Город готовился к ночи, и Корбетт вспоминал слова Барнелла о старых язвах, набухающих гноем. За пенни он купил у булочника последнюю буханку и, запихнув в рот кусок хлеба, зашагал по Рыбной улице, обходя лужи и кучи мусора и стараясь побыстрее миновать вонючие рыбные ряды. Мимо прогромыхала пустая угольная телега с черным как дьявол возницей, довольным дневной выручкой. Пришлось Корбетту подняться на крыльцо, чтобы ее пропустить, и он заметил на другой стороне улицы одинокую фигуру с колодками на руках и тухлой рыбиной на шее. «Ловкач из торговцев рыбой, — решил Корбетт. — Поймали свои же или городские власти на продаже тухлятины, вот и приговорили к публичному осмеянию».

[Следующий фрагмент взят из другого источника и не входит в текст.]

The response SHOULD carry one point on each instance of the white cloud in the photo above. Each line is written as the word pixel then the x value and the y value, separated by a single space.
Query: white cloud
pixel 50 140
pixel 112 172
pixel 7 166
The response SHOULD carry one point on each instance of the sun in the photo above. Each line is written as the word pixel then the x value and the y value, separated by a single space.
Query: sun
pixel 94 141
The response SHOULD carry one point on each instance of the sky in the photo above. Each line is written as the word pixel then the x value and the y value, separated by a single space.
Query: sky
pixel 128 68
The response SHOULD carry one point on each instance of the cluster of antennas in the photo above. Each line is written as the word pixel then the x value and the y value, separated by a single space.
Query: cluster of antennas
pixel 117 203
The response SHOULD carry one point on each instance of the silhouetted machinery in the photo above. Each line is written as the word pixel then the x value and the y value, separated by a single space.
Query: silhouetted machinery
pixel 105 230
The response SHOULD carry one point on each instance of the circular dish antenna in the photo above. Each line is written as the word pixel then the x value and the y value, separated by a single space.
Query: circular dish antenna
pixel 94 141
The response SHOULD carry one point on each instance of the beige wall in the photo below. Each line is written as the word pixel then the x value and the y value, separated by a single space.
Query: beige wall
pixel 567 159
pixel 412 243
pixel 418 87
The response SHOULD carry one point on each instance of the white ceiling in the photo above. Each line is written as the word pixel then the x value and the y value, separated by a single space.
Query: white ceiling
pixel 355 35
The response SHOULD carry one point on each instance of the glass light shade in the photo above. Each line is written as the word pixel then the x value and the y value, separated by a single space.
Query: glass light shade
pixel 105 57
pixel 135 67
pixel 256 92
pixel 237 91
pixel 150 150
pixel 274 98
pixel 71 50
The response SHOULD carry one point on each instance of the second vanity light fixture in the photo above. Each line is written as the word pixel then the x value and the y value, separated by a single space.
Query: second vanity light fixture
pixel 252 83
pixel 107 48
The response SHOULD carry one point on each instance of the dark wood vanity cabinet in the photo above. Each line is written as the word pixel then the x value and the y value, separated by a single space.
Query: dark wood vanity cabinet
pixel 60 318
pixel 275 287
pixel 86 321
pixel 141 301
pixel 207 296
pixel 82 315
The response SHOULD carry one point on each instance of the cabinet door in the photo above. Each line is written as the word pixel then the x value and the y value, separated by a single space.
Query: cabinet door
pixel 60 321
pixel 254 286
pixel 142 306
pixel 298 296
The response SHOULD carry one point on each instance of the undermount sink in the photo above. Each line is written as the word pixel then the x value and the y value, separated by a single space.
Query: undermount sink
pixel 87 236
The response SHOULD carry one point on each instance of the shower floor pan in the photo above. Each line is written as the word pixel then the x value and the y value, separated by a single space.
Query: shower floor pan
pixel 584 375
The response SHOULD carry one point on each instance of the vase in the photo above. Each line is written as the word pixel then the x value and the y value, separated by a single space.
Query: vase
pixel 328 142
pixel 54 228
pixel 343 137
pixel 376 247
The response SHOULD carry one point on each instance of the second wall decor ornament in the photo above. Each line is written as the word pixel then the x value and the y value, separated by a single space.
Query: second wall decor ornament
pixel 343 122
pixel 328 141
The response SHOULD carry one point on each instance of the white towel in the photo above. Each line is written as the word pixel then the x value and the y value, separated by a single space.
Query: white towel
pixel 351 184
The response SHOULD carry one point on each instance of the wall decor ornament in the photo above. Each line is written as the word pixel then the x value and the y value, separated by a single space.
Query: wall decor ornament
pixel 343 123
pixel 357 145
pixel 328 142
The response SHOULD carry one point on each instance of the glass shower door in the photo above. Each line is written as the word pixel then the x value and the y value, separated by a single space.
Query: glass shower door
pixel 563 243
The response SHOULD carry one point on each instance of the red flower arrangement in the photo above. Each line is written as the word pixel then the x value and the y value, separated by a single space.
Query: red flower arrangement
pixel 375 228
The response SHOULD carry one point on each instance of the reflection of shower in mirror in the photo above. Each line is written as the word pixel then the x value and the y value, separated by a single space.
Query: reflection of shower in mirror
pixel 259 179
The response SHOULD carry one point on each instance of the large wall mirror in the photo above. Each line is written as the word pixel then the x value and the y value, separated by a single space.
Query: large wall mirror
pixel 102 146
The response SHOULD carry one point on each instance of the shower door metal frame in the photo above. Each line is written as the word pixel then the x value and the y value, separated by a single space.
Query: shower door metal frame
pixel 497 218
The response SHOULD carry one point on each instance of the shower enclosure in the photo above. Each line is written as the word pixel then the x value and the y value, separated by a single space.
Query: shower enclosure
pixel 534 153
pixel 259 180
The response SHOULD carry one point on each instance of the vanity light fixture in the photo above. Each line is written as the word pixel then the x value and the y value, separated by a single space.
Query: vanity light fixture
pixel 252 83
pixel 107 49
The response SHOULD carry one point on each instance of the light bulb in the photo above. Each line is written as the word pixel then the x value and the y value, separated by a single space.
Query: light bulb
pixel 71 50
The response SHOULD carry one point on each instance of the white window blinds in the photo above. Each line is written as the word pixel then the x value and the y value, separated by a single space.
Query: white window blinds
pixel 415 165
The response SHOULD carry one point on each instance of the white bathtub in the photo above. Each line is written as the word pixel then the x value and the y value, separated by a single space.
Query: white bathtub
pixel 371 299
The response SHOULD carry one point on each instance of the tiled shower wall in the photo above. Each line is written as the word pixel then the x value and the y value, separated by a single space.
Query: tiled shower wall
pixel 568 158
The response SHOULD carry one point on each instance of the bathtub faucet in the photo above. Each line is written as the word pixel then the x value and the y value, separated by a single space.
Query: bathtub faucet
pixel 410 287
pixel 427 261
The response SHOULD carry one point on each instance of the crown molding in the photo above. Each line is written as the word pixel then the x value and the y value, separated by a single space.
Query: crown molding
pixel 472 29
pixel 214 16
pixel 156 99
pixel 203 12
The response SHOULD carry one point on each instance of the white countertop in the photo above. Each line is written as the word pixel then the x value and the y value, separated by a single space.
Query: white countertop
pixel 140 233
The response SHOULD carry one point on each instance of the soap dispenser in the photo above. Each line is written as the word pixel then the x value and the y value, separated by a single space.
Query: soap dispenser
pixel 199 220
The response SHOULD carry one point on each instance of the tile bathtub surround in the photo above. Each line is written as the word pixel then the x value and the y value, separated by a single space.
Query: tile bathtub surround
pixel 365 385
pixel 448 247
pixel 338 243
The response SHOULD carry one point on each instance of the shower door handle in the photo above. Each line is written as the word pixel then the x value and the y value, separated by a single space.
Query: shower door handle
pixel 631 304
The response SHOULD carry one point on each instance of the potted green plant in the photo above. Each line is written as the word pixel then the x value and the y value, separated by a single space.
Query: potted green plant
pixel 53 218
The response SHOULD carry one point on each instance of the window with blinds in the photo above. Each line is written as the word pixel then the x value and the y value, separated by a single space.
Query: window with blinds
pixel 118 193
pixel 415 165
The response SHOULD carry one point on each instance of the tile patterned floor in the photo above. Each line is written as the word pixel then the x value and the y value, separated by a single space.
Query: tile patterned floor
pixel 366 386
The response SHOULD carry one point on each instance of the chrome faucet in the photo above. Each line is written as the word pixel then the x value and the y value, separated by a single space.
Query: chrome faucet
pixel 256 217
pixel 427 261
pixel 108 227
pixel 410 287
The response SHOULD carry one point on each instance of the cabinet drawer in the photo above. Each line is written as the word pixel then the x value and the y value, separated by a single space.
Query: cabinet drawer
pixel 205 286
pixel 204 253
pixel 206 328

Корбетт пошел дальше и свернул на Чипсайд-стрит, широкую улицу, которая пересекала Лондон с востока на запад и с некоторых времен считалась главным местом обитания лондонских ремесленников. Здешние дома были и повыше и повнушительнее, иногда даже в три или четыре этажа, оштукатуренные, со вставленными в оконные переплеты полированными роговыми пластинами, с выкрашенными в яркие цвета деревянными стенами и фронтонами, на которых, как правило, красовался герб гильдии золотых дел мастеров. Около одного из таких домов Корбетт остановился и постучал в тяжелую деревянную дверь. Послышался звон цепей и скрежет замков, прежде чем дверь приоткрылась, повернувшись на прочных петлях. Дюжий привратник с трещащим факелом в руке бесцеремонно спросил, какие такие дела могут быть в столь поздний час. Сдерживая гнев, чиновник ответил, что хочет поговорить с купцом Джоном де Гизаром. Привратник едва не захлопнул дверь перед носом Корбетта, но тут за его спиной возник тучный невысокий человек, который, поднявшись на цыпочки, попытался разглядеть незваного гостя.